Strong cash flows indicate financial stability, allowing a company to reduce debt, take advantage of growth opportunities, and pay dividends.
These companies also have a better ability to weather economic downturns, which is also an advantage for investors in the long term.
And for those looking for money machines, three mega-cap giants — Microsoft MSFT, Apple AAPL, and Alphabet GOOGL — all fit these criteria well. Let’s take a closer look at where each company stands.
Apple Stocks Rebound
After a slow lackluster start to 2024, Apple shares are back in fashion again last month. They rose 15%, significantly outperforming the S&P 500. Positive news about iPhone shipments to China boosted the results, while recent comments about AI also helped.
The company has been profitable for many years and has provided many benefits over the years, including dividend increases. In fact, Apple increased its quarterly dividend in its latest quarterly announcement, marking its 12th consecutive year of dividend increases.
Shares yield just 0.5% annually, but the company’s five-year dividend growth rate of 4.9% helps make up the difference.
Analysts have upgraded earnings estimates for this mega-stock, earning it a favorable Zacks Rank #2 (Buy). While the correction is not severe, it is undoubtedly a positive development for the stock and provides the fuel it needs to continue its outperformance.

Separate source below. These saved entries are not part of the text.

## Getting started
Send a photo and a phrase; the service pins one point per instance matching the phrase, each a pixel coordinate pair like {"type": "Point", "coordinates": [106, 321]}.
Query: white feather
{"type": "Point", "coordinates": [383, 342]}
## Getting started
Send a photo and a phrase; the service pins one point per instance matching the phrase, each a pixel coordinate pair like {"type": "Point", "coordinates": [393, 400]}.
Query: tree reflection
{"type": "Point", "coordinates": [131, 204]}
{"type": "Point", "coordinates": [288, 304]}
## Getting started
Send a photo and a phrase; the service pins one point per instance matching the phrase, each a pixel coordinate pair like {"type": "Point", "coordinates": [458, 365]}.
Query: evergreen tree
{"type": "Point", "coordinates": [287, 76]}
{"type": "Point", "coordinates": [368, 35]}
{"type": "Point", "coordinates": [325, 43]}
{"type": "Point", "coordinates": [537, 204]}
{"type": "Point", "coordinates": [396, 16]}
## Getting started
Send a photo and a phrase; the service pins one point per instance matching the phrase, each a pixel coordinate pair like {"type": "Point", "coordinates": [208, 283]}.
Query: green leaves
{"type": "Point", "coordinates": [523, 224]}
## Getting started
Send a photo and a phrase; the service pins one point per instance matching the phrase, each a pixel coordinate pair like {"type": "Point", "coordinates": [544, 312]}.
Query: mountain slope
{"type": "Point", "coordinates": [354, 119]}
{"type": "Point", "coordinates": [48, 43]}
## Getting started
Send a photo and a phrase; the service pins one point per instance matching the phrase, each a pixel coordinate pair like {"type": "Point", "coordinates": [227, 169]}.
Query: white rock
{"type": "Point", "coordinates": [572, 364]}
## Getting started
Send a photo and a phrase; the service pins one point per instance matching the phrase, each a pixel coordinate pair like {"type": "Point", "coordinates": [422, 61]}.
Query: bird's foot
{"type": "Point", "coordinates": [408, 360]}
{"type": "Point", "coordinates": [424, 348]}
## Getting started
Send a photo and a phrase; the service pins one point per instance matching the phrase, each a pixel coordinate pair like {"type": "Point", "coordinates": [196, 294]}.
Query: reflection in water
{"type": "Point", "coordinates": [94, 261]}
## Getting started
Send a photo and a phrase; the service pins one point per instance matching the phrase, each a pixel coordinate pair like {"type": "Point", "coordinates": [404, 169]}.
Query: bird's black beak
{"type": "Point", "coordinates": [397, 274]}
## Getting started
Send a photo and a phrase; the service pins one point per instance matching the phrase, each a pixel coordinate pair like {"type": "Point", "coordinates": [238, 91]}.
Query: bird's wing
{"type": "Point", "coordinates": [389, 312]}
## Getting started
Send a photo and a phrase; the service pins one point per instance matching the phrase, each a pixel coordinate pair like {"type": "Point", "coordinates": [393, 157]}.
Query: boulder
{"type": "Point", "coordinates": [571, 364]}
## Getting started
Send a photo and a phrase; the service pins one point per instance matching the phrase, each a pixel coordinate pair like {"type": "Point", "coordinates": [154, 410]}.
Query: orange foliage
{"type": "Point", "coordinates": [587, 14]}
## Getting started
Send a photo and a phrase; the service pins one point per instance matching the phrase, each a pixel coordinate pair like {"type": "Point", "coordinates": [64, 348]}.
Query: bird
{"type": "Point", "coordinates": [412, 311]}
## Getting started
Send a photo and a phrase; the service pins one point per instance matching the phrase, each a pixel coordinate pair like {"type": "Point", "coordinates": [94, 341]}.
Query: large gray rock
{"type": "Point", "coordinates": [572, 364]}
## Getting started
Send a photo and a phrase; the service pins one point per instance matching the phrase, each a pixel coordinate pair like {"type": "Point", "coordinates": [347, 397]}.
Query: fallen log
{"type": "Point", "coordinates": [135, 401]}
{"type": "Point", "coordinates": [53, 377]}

Microsoft Reports Strong Cloud Results
Microsoft shares led the market throughout the year, rising nearly 25%, with consistently positive sentiment following the quarterly earnings report. Analysts have been continually revising upwards their earnings estimates for the current fiscal year over the past year. The expected year-over-year increase is $11.77 per share, which equates to an increase of about 9%.
Analysts are optimistic about the recent strength of cloud, and the company should benefit greatly from AI. Cloud revenue grew 23% year-over-year in the most recent period, reflecting a reacceleration and pleasantly surprising investors.
While many were concerned about the cloud slowdown it experienced at one point, recent results point to an overall brighter outlook for the future. Like AAPL, strong cash flows contribute to a shareholder-friendly company, and Microsoft boasts a 10% annualized dividend growth rate over five years.
Alphabet remains in growth mode
Alphabet shares have performed well through 2024, rising nearly 40%. Like MSFT, revision trends for the current fiscal year are particularly positive, with earnings of $7.60 per share expected to be up 14% year over year.
The company pleasantly surprised investors in April when it announced the introduction of a quarterly dividend. Alphabet’s cash generation will allow for future dividend increases, with the company posting $16.8 billion in free cash flow in the most recent period.
And, unsurprisingly, the megacap remains firmly in growth mode, with consensus estimates suggesting 14% growth in sales and 31% growth in earnings in fiscal 2024. Growth is expected to continue into fiscal 2025 with earnings and revenues expected to grow 13% and 12%, respectively.
Bottom Line
Companies with strong cash generation make great investments because they have enough cash to fuel growth, pay dividends, and easily pay off debt. And, as we said above, these companies are better equipped to handle a downturn, which is definitely a plus.
For those looking for cash-generating companies, the three companies mentioned above (Microsoft MSFT, Apple AAPL, Alphabet GOOGL) all fit the bill well.